Jake had analyzed the video of the teenager, too. It was the first documented footage of a disappearance – even before the security guard – and unlike the many who believed a creature had loomed out of the hole to grab the girl, Jake believed it was the darkness itself, the gravity of the thing made physical by unknown forces.
But the question of what the planet itself would do still remained. Forecasts had the entire surface of Earth inundated within six to eight months at the present rate of growth. Attempts to study the pools had so far failed; instruments failed to register measurements as they approached the affected areas. Astrophysicists excitedly called the behavior of all objects around the pools “singularity symptoms,” which referred to the event horizon as seen from the perspective of an outside observer: just as the bartender had posited, the objects would appear to slow down immeasurably. Data flow--in the case of th
e digital recorders, spectrometers, and other measuring devices -- electronic transmissions would delay and then cease. Eventually, visuals themselves failed.

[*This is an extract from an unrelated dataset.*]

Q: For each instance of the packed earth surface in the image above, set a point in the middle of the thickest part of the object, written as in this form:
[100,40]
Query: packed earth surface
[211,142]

It was not known whether the instruments were in fact gone or if the light itself was no longer available to illuminate them.
All this made Jake’s new goals much more than mere escapism. He wanted to end his life spectacularly, and he wanted to beat the unbeatable disease inside him while doing so. The pools gave him that opportunity. He also wanted to see what others before him had perhaps seen. Those souls who had by accident or intent ventured into the void, never to be seen again, were the true pioneers. And that number was growing, as it happened. Suicide by black hole tripled once quarantine became unviable. Governments around the world were cordoning people into smaller and more crowded areas. News reports were simultaneously frantic and calming, as if the dictate was both to comfort and frighten the masses.
Meanwhile, as Jake’s will strengthened, he felt in himself the weaknesses of his flesh, as cancer continued to consumed him. It was advancing faster even than Dr. Silverman had predicted. The ocean waves crashed higher and the tidal rush drowned him even as he walked about. He would have to act before his body completely betrayed him.
There was a black hole about a mile wide on the other side of the city. The freeways circumventing the city were closed off--like arteries tied off to prevent blood loss--but he could still get most of the way there by driving.
He had to ditch the car with three quarters of a mile left to go. All roads had been barricaded off. A cop loitered at the end of the impromptu cul-de-sac. He warned Jake that he wasn't allowed to go further, but Jake told him he was dying anyway. The cop shook his head and muttered something about "another one."
Jake walked as briskly as he could, feeling his wasted muscles crying out against him. He met no one else along the way. Everyone had fled, instinct overtaking all other sensations. The human spirit wanted so desperately to survive.. Jake didn't know what would happen to the planet if this phenomenon continued, which seemed likely. There didn't seem to be a solution to this. It was a problem intrinsically and literally of time itself becoming extinct.